La malattia di Parkinson è una condizione che colpisce il sistema nervoso, causando sintomi come tremori, rigidità e difficoltà nei movimenti. Questo studio clinico si concentra su un farmaco chiamato Tavapadon, noto anche con il codice CVL-751. Tavapadon è un farmaco in fase di sperimentazione che viene somministrato sotto forma di compresse. L’obiettivo principale dello studio è valutare la sicurezza e la tollerabilità del trattamento a lungo termine con Tavapadon nei pazienti affetti da Parkinson.

Lo studio durerà 58 settimane e coinvolgerà pazienti che hanno già partecipato a precedenti studi clinici con Tavapadon. Durante il periodo dello studio, i partecipanti riceveranno il farmaco per via orale e saranno monitorati per eventuali effetti collaterali e per valutare come il farmaco influisce sui sintomi del Parkinson. Alcuni partecipanti potrebbero ricevere un placebo, che è una sostanza senza principi attivi, per confrontare i risultati.

Oltre a monitorare la sicurezza, lo studio esaminerà anche come Tavapadon influisce sui sintomi del Parkinson e sull’uso di altri farmaci come la levodopa, un trattamento comune per il Parkinson. I partecipanti saranno sottoposti a esami fisici e neurologici, e verranno raccolti dati su segni vitali e test di laboratorio per garantire un monitoraggio completo della loro salute durante lo studio.

1 inizio del trattamento

Il trattamento inizia con l’assunzione del farmaco tavapadon in forma di compresse.
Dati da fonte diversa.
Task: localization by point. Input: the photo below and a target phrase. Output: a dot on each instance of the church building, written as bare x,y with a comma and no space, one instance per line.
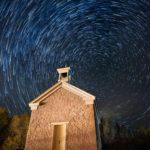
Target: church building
64,118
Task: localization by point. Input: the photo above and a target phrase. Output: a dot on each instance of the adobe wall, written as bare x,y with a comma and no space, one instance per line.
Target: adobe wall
62,106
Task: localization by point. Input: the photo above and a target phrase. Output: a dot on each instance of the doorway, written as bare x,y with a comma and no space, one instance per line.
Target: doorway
59,137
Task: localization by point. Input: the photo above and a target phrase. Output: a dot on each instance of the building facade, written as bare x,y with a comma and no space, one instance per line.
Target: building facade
63,118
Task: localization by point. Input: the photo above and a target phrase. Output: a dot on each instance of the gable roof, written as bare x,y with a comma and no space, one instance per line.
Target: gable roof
88,98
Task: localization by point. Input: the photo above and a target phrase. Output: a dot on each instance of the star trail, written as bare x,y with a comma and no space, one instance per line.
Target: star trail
105,42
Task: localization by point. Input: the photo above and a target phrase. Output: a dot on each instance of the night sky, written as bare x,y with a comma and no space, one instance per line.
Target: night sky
105,42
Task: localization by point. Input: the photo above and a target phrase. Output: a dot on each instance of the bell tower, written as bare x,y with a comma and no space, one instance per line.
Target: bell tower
64,74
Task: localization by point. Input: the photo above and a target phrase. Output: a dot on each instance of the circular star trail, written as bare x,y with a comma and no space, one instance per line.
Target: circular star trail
105,42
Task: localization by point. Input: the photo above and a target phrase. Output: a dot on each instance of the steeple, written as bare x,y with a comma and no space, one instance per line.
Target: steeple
64,74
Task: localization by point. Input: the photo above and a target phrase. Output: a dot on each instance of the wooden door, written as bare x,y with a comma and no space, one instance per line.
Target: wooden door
59,137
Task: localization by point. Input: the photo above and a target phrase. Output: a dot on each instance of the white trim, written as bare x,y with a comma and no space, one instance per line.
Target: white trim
59,123
33,106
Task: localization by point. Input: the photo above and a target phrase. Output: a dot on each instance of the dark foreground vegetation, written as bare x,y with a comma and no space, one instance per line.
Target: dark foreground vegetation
13,130
114,137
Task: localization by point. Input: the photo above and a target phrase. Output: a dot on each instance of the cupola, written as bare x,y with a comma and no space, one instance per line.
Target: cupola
64,74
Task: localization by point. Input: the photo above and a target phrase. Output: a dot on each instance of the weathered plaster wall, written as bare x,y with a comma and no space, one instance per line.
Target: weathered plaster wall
62,106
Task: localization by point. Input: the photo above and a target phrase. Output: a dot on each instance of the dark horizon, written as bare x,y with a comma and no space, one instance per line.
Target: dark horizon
106,44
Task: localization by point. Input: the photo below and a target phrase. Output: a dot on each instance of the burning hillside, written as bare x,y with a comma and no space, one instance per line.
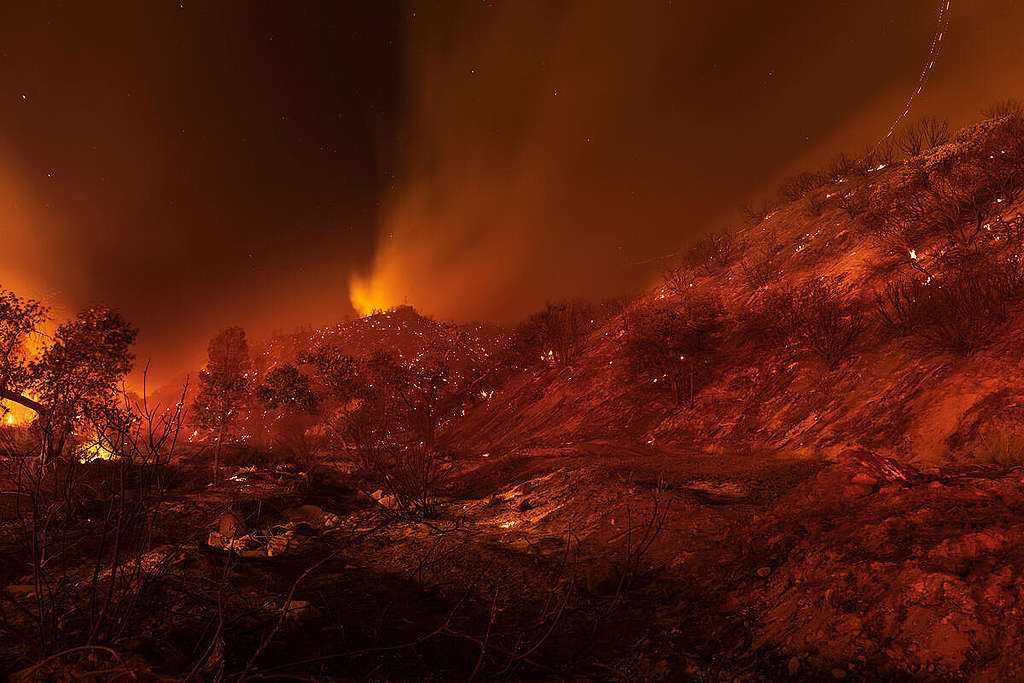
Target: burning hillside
798,456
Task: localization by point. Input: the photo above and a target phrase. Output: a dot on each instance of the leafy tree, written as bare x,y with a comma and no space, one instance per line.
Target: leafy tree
18,318
73,379
223,387
286,387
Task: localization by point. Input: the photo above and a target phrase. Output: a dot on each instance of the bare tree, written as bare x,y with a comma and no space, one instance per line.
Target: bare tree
923,134
676,343
555,333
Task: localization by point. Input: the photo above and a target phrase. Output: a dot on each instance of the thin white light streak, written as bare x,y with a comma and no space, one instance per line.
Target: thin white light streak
933,55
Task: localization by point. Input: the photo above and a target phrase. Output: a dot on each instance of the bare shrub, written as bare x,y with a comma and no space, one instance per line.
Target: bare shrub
753,214
1000,444
923,134
86,528
712,252
817,316
882,154
675,344
841,167
1004,109
795,188
955,193
956,313
554,334
815,205
763,264
854,203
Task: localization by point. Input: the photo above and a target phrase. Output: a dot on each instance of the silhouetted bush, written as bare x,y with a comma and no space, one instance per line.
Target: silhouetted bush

Il farmaco viene assunto per via orale.

2 durata del trattamento

Il trattamento ha una durata di 58 settimane.

Durante questo periodo, il farmaco viene somministrato regolarmente secondo le indicazioni del medico.

3 monitoraggio della sicurezza

La sicurezza e la tollerabilità del farmaco vengono valutate attraverso l’osservazione di eventuali effetti collaterali.

Vengono effettuati esami di laboratorio, controlli dei segni vitali, esami fisici e neurologici, e elettrocardiogrammi (ECG).

4 valutazione dei sintomi

I sintomi del morbo di Parkinson vengono monitorati per valutare l’efficacia del trattamento.

Vengono utilizzati strumenti di valutazione come il punteggio MDS-UPDRS e il diario di Hauser per i pazienti che necessitano di terapia giornaliera con L-Dopa.

5 analisi esplorative

Vengono condotte analisi esplorative delle caratteristiche del linguaggio e delle espressioni facciali.

Queste analisi possono includere dati audio e video raccolti tramite un’applicazione interattiva sul dispositivo mobile personale del paziente.

6 conclusione del trattamento

Al termine delle 58 settimane, il trattamento viene concluso.

Viene effettuata una valutazione finale per determinare la sicurezza e l’efficacia a lungo termine del farmaco.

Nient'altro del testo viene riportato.